Sitemap for a site with a large number of dynamic subdomains

bartekb picture bartekb · Oct 7, 2010 · Viewed 7.5k times · Source

I'm running a site which allows users to create subdomains. I'd like to submit these user subdomains to search engines via sitemaps. However, according to the sitemaps protocol (and Google Webmaster Tools), a single sitemap can include URLs from a single host only.

What is the best approach?

At the moment I've the following structure:

  1. Sitemap index located at example.com/sitemap-index.xml that lists sitemaps for each subdomain (but located at the same host).
  2. Each subdomain has its own sitemap located at example.com/sitemap-subdomain.xml (this way the sitemap index includes URLs from a single host only).
  3. A sitemap for a subdomain contains URLs from the subdomain only, i.e., subdomain.example.com/*
  4. Each subdomain has subdomain.example.com/robots.txt file:

--

User-agent: *
Allow: /

Sitemap: http://example.com/sitemap-subdomain.xml

--

I think this approach complies to the sitemaps protocol, however, Google Webmaster Tools give errors for subdomain sitemaps: "URL not allowed. This url is not allowed for a Sitemap at this location."

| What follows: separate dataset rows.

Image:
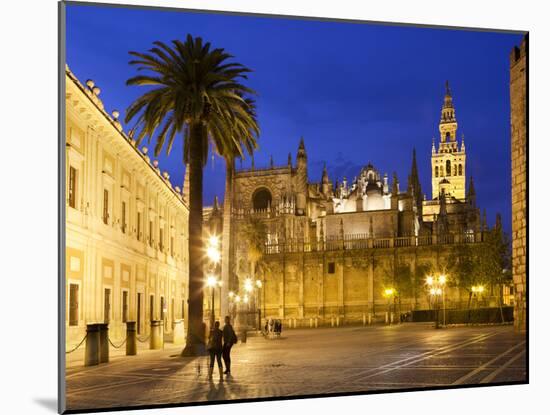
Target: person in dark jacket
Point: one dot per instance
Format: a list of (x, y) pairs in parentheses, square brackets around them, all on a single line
[(215, 349), (229, 339)]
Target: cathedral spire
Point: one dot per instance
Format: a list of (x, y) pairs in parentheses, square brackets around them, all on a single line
[(185, 190), (498, 222), (442, 204), (395, 185), (415, 181), (471, 188)]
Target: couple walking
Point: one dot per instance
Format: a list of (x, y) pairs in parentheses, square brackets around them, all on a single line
[(216, 349)]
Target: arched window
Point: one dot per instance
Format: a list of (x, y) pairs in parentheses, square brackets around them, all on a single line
[(261, 199)]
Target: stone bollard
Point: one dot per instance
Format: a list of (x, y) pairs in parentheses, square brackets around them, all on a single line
[(103, 343), (131, 338), (156, 340), (179, 332), (91, 356)]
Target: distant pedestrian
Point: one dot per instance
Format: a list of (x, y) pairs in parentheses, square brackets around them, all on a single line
[(229, 339), (215, 349)]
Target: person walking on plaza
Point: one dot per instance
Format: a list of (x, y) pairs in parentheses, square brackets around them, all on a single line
[(215, 349), (229, 339)]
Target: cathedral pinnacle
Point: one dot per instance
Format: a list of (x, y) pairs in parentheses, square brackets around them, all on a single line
[(302, 150)]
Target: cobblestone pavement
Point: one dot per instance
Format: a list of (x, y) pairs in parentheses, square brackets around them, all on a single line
[(304, 362)]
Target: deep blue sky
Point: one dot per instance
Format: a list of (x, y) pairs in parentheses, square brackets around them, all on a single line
[(355, 92)]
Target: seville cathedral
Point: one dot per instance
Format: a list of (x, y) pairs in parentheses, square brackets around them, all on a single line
[(330, 245), (126, 226)]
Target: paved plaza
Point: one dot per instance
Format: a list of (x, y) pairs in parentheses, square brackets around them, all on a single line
[(305, 362)]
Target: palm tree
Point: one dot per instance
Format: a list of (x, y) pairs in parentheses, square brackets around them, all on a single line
[(196, 93), (253, 233)]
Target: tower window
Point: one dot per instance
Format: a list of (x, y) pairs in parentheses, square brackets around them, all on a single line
[(261, 199), (105, 206), (72, 187)]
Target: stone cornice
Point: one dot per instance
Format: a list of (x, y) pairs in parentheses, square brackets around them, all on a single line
[(111, 129)]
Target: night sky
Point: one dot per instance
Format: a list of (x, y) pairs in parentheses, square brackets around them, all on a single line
[(355, 92)]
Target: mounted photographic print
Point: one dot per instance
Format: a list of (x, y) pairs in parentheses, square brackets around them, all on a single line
[(261, 207)]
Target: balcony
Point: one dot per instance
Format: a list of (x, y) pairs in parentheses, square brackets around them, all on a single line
[(362, 241)]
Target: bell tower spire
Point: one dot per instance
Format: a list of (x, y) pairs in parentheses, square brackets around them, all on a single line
[(449, 161)]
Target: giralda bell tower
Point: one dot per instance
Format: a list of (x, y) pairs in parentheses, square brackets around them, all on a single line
[(448, 161)]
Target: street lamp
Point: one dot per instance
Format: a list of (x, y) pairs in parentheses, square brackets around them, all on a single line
[(257, 301), (436, 288), (477, 289), (388, 293), (211, 282)]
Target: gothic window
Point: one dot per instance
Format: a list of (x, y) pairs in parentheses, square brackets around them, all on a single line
[(73, 304), (261, 199), (105, 206), (72, 187), (124, 306)]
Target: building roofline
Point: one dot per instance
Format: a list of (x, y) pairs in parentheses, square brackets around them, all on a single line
[(123, 134)]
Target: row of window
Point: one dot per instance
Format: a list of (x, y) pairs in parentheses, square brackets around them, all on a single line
[(456, 170), (72, 201), (73, 312)]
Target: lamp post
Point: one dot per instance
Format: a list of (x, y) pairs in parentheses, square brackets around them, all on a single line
[(248, 287), (442, 280), (388, 293), (436, 288), (477, 290), (257, 302), (214, 254)]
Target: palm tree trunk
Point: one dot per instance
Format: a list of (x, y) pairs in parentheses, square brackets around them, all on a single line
[(196, 327), (226, 234)]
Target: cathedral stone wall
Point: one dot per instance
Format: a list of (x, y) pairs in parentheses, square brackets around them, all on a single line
[(345, 285), (518, 102)]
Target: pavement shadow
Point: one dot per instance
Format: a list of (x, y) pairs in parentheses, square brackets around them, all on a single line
[(216, 391), (48, 403)]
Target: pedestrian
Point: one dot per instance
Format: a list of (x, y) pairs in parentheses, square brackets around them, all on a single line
[(229, 339), (214, 347)]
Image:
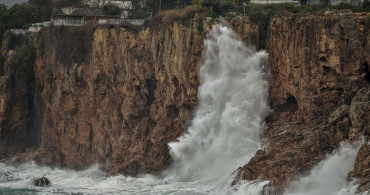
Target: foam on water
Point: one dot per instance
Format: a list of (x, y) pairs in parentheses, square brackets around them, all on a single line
[(225, 131), (224, 134), (329, 176)]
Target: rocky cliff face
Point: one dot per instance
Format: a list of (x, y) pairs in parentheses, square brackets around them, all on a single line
[(319, 84), (117, 96), (123, 105)]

I've also checked how other sites do it. Eventbrite, for instance, produces sitemaps that contain URLs from multiple subdomains (e.g., see http://www.eventbrite.com/events01.xml.gz). This, however, does not comply with the sitemaps protocol.

What approach do you recommend for sitemaps?

Answer

Brian Armstrong picture Brian Armstrong · Dec 19, 2010

I recently struggled through this and finally got it working. See this thread for more details:

http://www.google.com/support/forum/p/Webmasters/thread?tid=53c3e4b3ab8d9503&hl=en&fid=53c3e4b3ab8d9503000497bd04ba63cf

Summary:

  • Use DNS verification to verify your site and all it's subdomains in one fell swoop
  • make the robots.txt on all your subdomains point to the main sitemap on your www domain
  • You may need to wait several days for Google to update it's cached copies of robot.txt on all your subdomains. It will still show errors until then.